GENERAL TERMS AND CONDITIONS OF SALE
Article 1. General
These general terms and conditions, including all expressly and in writing accepted amendments thereto by Trisco B.V. ("Trisco"), shall apply to all offers and contracts made by Trisco ("the user"). These General Terms and Conditions of Sale exclude any other General Terms and Conditions, such as those of customers of Trisco, applicable to any legal relationship between Trisco and its customers, regardless whether this legal relationship is occasional or long-term of nature.
Article 2. Offers of Trisco
1. All offers made by Trisco are always without obligation. The agreements concluded with third parties such as by Trisco customers, are only binding if they are confirmed in writing by Trisco.
2. Under "offers of Trisco" are also included in these general conditions the offers, commitments and agreements done by or created by representatives or other persons working for Trisco.
Article 3. Dimensions, weights, tables of contents, pictures
1. The inventory lists, leaflets, guides, catalogues, circulars, tables of contents and the displayed images, sizes and weights used by Trisco, are only approximate and no rights can be derived from there.
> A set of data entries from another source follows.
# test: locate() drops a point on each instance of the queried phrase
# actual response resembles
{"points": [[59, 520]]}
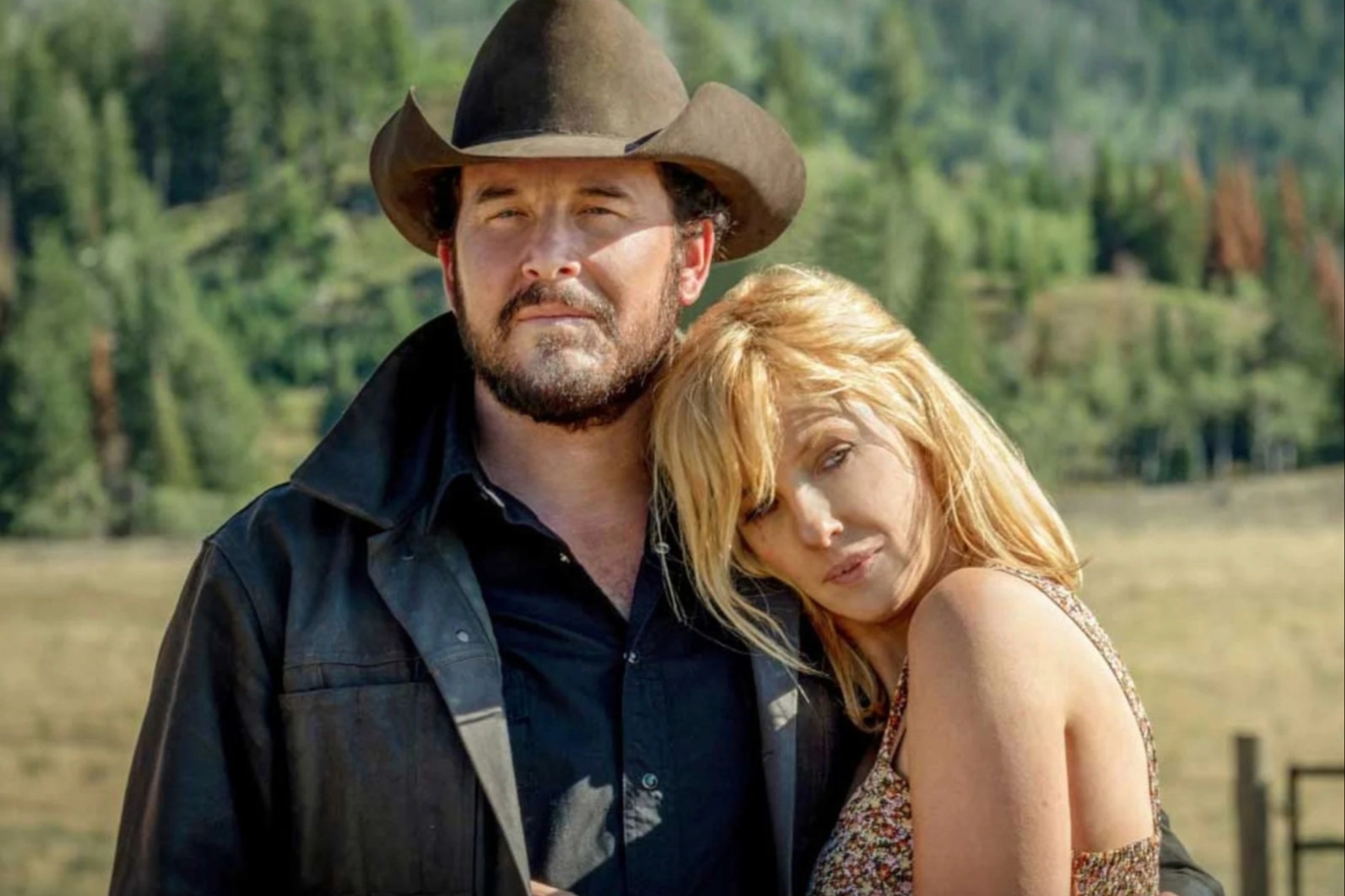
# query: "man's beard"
{"points": [[553, 391]]}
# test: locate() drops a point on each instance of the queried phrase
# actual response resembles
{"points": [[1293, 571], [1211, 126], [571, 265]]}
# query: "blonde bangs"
{"points": [[715, 439], [718, 431]]}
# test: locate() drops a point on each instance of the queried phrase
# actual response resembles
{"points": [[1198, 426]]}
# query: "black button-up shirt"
{"points": [[636, 741]]}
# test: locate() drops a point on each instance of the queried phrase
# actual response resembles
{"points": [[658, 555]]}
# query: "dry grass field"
{"points": [[1229, 604]]}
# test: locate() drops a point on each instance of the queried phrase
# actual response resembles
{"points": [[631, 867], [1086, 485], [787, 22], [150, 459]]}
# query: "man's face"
{"points": [[567, 279]]}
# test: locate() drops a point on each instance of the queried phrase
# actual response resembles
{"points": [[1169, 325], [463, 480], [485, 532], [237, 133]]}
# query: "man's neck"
{"points": [[590, 486]]}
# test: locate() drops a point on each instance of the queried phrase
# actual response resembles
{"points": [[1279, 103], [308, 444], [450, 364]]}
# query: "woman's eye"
{"points": [[836, 456]]}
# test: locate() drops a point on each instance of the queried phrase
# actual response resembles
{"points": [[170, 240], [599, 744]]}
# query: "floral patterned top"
{"points": [[872, 849]]}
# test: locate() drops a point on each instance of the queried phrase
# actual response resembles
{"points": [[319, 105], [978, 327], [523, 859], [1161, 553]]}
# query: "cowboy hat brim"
{"points": [[720, 135]]}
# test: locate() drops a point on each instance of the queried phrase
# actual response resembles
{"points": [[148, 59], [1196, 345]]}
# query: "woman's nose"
{"points": [[816, 521]]}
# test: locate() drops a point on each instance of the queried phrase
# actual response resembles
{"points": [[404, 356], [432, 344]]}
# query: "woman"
{"points": [[808, 438]]}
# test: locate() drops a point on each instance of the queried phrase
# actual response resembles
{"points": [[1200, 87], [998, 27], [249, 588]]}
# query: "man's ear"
{"points": [[446, 261], [697, 255]]}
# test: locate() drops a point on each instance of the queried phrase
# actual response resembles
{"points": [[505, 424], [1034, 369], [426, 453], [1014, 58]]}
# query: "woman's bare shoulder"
{"points": [[988, 619]]}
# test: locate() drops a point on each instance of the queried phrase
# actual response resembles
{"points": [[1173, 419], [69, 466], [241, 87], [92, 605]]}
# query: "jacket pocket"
{"points": [[384, 797]]}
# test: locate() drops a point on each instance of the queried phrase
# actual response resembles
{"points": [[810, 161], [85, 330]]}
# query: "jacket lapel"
{"points": [[778, 715], [446, 618]]}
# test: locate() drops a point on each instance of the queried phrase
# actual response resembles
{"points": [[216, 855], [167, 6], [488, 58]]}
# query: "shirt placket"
{"points": [[646, 768]]}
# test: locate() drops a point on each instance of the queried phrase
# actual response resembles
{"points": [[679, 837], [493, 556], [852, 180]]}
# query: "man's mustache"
{"points": [[568, 294]]}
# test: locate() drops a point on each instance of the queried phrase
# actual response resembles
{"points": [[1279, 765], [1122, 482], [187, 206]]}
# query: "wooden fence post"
{"points": [[1253, 809]]}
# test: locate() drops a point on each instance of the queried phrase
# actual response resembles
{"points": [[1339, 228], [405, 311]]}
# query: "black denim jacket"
{"points": [[328, 712]]}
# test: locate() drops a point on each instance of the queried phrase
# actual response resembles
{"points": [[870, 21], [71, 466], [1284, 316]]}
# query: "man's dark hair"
{"points": [[695, 200]]}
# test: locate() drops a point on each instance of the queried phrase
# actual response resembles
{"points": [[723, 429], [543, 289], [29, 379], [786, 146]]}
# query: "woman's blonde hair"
{"points": [[718, 432]]}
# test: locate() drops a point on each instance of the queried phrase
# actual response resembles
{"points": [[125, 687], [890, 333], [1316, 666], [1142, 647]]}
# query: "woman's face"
{"points": [[852, 522]]}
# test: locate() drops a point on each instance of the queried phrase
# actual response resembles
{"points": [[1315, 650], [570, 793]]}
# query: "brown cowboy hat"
{"points": [[584, 80]]}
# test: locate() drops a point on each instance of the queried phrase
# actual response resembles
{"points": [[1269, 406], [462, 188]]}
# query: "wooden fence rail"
{"points": [[1253, 806]]}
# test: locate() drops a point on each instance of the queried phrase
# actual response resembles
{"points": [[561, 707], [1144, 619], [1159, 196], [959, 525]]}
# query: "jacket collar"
{"points": [[383, 460]]}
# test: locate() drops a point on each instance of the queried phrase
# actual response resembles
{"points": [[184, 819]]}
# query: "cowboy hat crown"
{"points": [[584, 80]]}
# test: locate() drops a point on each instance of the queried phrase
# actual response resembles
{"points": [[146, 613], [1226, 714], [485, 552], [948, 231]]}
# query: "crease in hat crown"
{"points": [[584, 79]]}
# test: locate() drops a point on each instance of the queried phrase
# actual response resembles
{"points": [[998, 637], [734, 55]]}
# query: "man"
{"points": [[445, 658]]}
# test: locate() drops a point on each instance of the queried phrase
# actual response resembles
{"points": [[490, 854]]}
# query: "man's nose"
{"points": [[553, 252], [814, 518]]}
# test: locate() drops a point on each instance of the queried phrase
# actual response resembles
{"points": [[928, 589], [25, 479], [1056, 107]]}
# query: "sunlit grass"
{"points": [[1229, 604]]}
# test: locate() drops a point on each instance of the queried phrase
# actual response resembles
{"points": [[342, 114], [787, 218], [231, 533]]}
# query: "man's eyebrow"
{"points": [[494, 192], [605, 192]]}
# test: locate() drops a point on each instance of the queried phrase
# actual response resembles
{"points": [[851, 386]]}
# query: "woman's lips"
{"points": [[852, 569]]}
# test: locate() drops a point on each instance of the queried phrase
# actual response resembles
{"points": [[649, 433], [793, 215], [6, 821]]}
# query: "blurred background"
{"points": [[1118, 222]]}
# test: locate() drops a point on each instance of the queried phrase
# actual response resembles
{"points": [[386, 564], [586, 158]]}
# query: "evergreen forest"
{"points": [[1118, 222]]}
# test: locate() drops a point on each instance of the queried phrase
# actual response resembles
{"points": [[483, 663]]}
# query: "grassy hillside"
{"points": [[1227, 603]]}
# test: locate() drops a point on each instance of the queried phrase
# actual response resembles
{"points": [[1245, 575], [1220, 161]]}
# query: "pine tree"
{"points": [[896, 85], [787, 87], [49, 467], [944, 317]]}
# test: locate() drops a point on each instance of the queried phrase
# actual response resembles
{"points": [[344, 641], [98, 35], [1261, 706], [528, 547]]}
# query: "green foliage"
{"points": [[184, 189], [49, 471]]}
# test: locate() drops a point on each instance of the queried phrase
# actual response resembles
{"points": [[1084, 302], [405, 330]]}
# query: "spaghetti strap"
{"points": [[1087, 623], [872, 849]]}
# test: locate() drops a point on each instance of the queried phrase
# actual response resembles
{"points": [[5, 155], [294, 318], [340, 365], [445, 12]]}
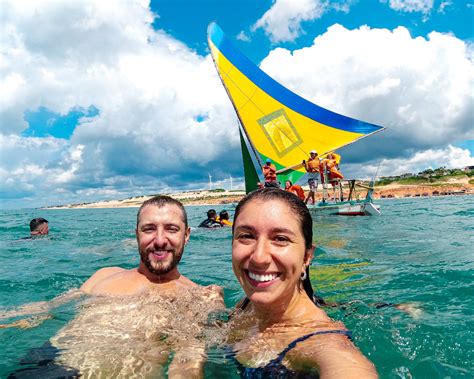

2. The property and/or copyright on drawings provided by Trisco, images, text and the like are submitted by Trisco expressly reserved. It is forbidden to third parties to reproduce images and drawings, or to make such available to third parties in any manner whatsoever and in any context whatsoever.
Article 4. Prices
1. The sales price listed by Trisco is based on her purchase price and other cost factors. When one of these cost price components increases, after the confirmation of the order, but before transfer of the goods, Trisco has the right to pass on those increases to the buyer.
2. This clause is generally applicable and in particular on a change of import or export duties or other duties or taxes after the dispatch of the order confirmation and on a change in the exchange rate of the euro against foreign currency, where Trisco purchased and acquired the goods.
3. If sold at a non-determined certain price as well as in the cases referred to in the previous paragraphs of this article, Trisco has the right to cancel the purchase agreement if the buyer raises objections within ten days against the further specified price communicated to him by Trisco.
Article 5. Delivery
1. All offers made by Trisco are, unless otherwise stated, based on delivery carriage paid on the delivery address; the transport costs are therefore borne by Trisco.
2. For deliveries inferior to a fixed order value by Trisco, Trisco reserves the right to charge freight costs.
3. Goods to be delivered by Trisco are at the risk of the buyer, which risk passes on this buyer as soon as the goods used by Trisco warehouses/factories have left, as well as in the case of delivery on supply of third parties, the factories or warehouses of the third parties.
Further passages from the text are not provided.